For this reason, I support the Government’s conducting the second-stage public consultation on health care reform and the financing options, and I hope there will be broad community consensus and feasible solutions would be formulated. Since it takes time to make legislation and it takes four to five years to establish the management system, further consultation is needed for purpose of reaching a broad community consensus. Establishing the relevant system and making legislation without delay would ensure prompt implementation.
I understand people’s worries about contributions. I believe all of us know of an economic cycle; there is now a low tide but I trust that the situation would become better a few years later. If the scheme is so designed that contributions have to be made in future, we can make decisions later in light of the economic situation then and we need not put the matter aside because of the prevailing economic downturn. This proposal will only be put into effect a few years later and we can then make financing arrangements at once if necessary. These are my views about the health care reform.
Concerning green policies, I strongly agree to the Government’s work on improving air quality and reducing greenhouse gas emissions. The issue has been extensively covered in the policy address, which is good progress. Power generation is the principal source of pollution in Hong Kong and the Government has made a lot of efforts. For instance, the requirement on emission reduction after 2010 and the 45% reduction in emission by some power plants are the major steps forward.
However, there are presently 30 000 pre-Euro diesel commercial vehicles and 17 000 Euro I diesel commercial vehicles on the road, causing serious pollution. The Government has earmarked $3.2 billion for the replacement of these vehicles but only less than $300 million has been used so far. The Government should launch more attractive schemes as quickly as possible to encourage the vehicle owners concerned to replace their vehicles so as to make the air in Hong Kong cleaner.
More attractive incentives should also be adopted to encourage buses, ferries and vessels entering the harbour to use ultra low sulphur diesel as well as reduce the emission of sulphur dioxide, suspended particulates and black smoke, in order that our environmental conditions can be improved early.
Why am I highly concerned about these issues? Because I had discussed them with multinational companies when I was contesting the insurance sector seat in the Legislative Council election. They said that Hong Kong had done very well in such areas as the rule of law, freedom and clean government and surpassed Singapore in many aspects, but we were lagging far behind Singapore as far as tackling air pollution was concerned. If the Government could do more in this respect, I believe it can certainly increase our competitiveness.

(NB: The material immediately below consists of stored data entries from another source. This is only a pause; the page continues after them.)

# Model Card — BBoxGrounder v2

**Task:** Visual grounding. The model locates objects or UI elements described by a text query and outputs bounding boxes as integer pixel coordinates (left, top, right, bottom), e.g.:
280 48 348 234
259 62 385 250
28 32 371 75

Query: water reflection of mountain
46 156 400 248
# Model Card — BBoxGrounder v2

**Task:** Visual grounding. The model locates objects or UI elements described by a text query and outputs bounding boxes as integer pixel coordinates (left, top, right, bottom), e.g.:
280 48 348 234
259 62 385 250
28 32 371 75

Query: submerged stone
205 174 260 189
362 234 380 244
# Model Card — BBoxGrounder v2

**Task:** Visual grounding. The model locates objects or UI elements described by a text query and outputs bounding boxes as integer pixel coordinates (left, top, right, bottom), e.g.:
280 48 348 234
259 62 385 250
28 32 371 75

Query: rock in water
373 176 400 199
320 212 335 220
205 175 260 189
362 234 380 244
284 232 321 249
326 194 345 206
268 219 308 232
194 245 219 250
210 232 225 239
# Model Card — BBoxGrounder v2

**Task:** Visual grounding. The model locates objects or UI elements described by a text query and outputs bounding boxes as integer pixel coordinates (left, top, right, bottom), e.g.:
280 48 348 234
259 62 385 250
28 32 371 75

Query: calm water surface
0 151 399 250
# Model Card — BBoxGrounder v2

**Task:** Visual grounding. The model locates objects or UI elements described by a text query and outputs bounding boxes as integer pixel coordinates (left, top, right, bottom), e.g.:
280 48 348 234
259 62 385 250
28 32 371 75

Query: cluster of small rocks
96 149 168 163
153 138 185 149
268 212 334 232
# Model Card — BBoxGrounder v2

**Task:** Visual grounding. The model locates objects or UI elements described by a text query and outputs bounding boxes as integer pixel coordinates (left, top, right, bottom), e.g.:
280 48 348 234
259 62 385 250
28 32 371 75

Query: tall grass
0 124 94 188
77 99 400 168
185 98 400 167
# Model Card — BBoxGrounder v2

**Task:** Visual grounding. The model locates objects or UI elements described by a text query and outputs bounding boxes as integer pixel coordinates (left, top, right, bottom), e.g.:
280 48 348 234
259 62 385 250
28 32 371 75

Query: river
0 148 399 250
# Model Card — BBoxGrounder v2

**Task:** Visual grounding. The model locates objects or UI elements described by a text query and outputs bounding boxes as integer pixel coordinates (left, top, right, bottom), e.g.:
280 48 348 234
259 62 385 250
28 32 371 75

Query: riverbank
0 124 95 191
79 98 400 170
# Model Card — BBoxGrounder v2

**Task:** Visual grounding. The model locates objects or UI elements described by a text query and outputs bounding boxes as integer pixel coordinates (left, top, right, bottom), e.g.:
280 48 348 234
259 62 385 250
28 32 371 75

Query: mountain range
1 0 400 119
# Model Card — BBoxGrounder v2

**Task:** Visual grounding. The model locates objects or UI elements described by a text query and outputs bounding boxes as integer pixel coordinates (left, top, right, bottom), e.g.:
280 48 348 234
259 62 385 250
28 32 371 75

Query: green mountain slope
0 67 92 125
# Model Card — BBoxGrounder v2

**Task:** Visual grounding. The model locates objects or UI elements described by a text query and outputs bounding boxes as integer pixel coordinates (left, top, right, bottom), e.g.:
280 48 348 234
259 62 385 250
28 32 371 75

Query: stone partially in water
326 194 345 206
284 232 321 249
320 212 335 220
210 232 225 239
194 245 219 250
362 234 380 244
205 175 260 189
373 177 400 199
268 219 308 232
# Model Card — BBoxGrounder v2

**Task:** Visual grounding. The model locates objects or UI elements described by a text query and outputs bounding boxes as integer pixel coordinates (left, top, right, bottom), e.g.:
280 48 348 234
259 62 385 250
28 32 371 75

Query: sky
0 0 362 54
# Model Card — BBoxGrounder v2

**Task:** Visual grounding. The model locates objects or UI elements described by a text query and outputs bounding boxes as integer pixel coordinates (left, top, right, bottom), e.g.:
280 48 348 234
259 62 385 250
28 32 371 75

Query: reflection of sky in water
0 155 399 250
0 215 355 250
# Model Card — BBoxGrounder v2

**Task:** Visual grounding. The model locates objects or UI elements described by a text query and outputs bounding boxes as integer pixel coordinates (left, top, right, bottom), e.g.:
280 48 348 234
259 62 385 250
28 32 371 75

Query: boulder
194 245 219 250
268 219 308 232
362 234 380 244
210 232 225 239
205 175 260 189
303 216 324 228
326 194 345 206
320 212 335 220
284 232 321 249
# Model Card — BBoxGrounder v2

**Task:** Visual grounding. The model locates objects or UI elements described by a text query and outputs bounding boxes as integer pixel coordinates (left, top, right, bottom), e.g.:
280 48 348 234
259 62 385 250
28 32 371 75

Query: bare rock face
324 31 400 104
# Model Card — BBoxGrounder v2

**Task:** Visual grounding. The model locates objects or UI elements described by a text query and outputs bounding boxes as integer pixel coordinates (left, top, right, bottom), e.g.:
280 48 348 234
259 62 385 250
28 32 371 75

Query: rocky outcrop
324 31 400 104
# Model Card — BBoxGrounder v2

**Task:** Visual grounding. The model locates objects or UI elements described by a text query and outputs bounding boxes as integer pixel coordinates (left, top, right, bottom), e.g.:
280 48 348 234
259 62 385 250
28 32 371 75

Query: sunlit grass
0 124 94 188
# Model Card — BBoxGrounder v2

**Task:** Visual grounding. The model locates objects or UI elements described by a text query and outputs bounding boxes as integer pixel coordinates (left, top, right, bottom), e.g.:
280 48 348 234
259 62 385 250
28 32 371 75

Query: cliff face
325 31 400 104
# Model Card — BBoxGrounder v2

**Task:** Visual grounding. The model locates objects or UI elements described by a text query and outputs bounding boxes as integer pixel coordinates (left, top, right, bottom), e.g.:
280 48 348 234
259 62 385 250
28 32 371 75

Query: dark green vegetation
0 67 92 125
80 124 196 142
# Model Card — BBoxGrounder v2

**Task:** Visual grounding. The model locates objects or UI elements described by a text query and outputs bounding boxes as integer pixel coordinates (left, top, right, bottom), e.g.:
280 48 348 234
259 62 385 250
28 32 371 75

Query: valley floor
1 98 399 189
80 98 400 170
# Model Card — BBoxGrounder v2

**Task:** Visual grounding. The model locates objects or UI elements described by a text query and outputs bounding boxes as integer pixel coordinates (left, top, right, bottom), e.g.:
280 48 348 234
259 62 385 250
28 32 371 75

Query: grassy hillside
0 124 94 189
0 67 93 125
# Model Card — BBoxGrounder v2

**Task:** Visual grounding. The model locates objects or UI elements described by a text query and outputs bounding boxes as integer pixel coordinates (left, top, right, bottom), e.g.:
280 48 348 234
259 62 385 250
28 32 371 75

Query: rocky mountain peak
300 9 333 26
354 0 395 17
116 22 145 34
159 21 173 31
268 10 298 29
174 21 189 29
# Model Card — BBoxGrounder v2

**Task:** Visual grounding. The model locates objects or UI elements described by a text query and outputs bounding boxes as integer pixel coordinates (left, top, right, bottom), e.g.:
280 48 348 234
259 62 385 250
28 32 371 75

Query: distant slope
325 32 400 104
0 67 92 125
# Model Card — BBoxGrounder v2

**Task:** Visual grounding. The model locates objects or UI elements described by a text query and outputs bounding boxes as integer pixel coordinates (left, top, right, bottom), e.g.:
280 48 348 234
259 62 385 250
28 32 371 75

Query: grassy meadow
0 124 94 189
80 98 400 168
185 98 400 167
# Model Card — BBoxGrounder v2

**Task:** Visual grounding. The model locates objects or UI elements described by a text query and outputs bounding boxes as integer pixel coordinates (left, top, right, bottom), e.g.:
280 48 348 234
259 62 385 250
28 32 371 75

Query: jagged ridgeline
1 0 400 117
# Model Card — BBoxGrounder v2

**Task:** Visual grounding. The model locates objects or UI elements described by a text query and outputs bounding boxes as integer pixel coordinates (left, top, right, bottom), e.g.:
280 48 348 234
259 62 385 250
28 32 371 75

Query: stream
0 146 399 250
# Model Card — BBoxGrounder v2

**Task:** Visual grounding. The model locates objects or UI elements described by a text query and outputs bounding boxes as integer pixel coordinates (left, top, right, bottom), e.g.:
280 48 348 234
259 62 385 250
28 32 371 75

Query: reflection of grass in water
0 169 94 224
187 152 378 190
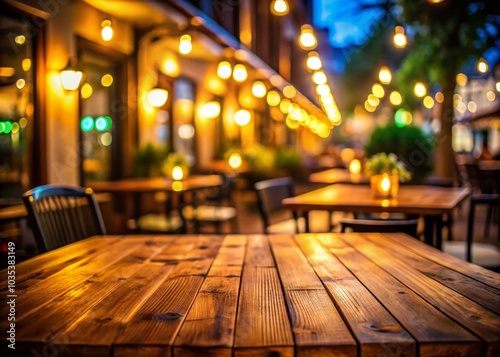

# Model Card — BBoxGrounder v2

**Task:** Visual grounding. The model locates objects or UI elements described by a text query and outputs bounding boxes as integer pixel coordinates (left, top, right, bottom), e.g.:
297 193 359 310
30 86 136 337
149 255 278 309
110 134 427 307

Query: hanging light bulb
148 87 169 107
270 0 289 16
234 109 251 126
299 25 317 50
232 63 247 82
202 101 221 118
306 52 322 71
477 58 488 73
393 26 407 48
60 57 84 91
312 71 327 85
217 61 232 79
252 81 267 98
101 20 113 41
378 66 392 84
179 34 192 54
414 82 427 97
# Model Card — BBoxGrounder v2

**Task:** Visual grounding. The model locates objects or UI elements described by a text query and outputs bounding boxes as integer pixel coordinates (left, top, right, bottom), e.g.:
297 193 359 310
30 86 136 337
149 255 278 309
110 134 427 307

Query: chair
180 173 238 233
339 218 419 238
23 185 106 253
254 177 303 234
466 194 500 262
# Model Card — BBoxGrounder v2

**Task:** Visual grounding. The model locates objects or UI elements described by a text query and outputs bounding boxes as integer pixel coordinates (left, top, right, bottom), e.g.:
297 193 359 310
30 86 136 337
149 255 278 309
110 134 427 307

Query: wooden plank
0 236 122 286
174 235 246 357
54 261 175 357
269 235 356 356
318 233 482 357
234 235 294 357
14 239 169 356
341 233 500 356
294 234 416 356
381 232 499 287
114 236 223 356
363 233 500 315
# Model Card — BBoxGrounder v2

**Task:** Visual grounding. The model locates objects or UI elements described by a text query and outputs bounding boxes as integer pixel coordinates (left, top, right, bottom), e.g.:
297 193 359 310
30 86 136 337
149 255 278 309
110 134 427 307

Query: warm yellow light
456 73 468 86
15 78 25 89
349 159 361 174
252 81 267 98
380 174 391 194
101 26 113 42
435 92 444 103
202 101 221 118
467 101 477 113
283 85 296 98
179 34 192 54
234 109 251 126
232 64 247 82
423 96 434 109
19 117 27 128
228 153 243 169
367 94 380 107
22 58 31 72
279 99 292 114
299 26 317 50
15 35 25 45
286 115 300 129
267 90 281 106
496 81 500 92
147 88 168 107
316 84 330 96
101 74 113 87
270 0 289 15
379 66 392 84
312 71 327 85
393 26 407 48
81 83 93 99
0 67 15 77
172 166 184 181
414 82 427 97
486 91 496 101
364 100 376 112
428 0 444 3
477 58 488 73
321 94 334 105
162 58 180 77
306 52 322 71
372 83 385 98
217 61 232 79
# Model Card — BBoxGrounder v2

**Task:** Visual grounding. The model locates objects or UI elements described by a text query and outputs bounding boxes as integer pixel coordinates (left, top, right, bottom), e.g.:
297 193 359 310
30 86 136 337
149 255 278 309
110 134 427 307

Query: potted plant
162 152 191 181
133 143 169 178
365 152 411 198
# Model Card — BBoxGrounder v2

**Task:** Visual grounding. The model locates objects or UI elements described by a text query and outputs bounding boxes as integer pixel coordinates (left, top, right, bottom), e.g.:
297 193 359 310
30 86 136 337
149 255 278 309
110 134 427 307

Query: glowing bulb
423 96 434 109
233 64 247 82
252 81 267 98
16 79 25 89
312 71 327 85
228 153 242 169
414 82 427 97
379 66 392 84
234 109 251 126
435 92 444 103
267 91 281 106
179 34 192 54
217 61 232 79
477 58 488 73
349 159 361 174
148 88 168 107
306 53 322 71
22 58 31 72
393 26 407 48
172 166 184 181
299 26 317 49
101 26 113 41
202 101 221 118
372 83 385 98
283 85 296 98
101 74 113 87
271 0 289 15
81 83 93 99
380 175 391 193
456 73 468 86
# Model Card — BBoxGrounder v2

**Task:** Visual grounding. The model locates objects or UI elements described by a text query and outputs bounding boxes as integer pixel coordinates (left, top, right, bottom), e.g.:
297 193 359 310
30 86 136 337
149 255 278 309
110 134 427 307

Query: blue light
81 116 94 132
95 116 107 131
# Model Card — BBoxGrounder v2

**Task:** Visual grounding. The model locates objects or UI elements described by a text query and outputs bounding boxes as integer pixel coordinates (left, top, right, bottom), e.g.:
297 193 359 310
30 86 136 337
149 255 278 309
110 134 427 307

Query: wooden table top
309 168 369 184
2 233 498 356
283 184 470 216
88 175 223 193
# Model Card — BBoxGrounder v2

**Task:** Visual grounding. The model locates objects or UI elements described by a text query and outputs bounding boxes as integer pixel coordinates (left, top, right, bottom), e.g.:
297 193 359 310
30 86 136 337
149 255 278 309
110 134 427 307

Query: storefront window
0 11 34 193
172 77 196 165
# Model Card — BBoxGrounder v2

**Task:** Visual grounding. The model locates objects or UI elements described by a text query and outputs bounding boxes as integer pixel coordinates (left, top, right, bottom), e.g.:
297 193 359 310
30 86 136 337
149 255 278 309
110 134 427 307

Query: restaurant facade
0 0 340 190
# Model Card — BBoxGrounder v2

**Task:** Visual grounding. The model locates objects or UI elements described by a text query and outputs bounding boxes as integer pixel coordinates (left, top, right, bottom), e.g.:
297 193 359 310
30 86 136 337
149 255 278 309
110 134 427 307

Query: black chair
340 218 419 238
23 185 106 253
180 173 238 233
254 177 303 234
466 194 500 262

I used to work in multinational companies and this issue was certainly discussed whenever I had meetings with other multinational companies abroad. They had the environmental problems of Hong Kong in mind when they commented that we had poor competitiveness. The Government should consider environmental protection as a desirable investment which will create a favourable environment for our future generations and let them see a blue sky with white clouds more often. Thank you, President.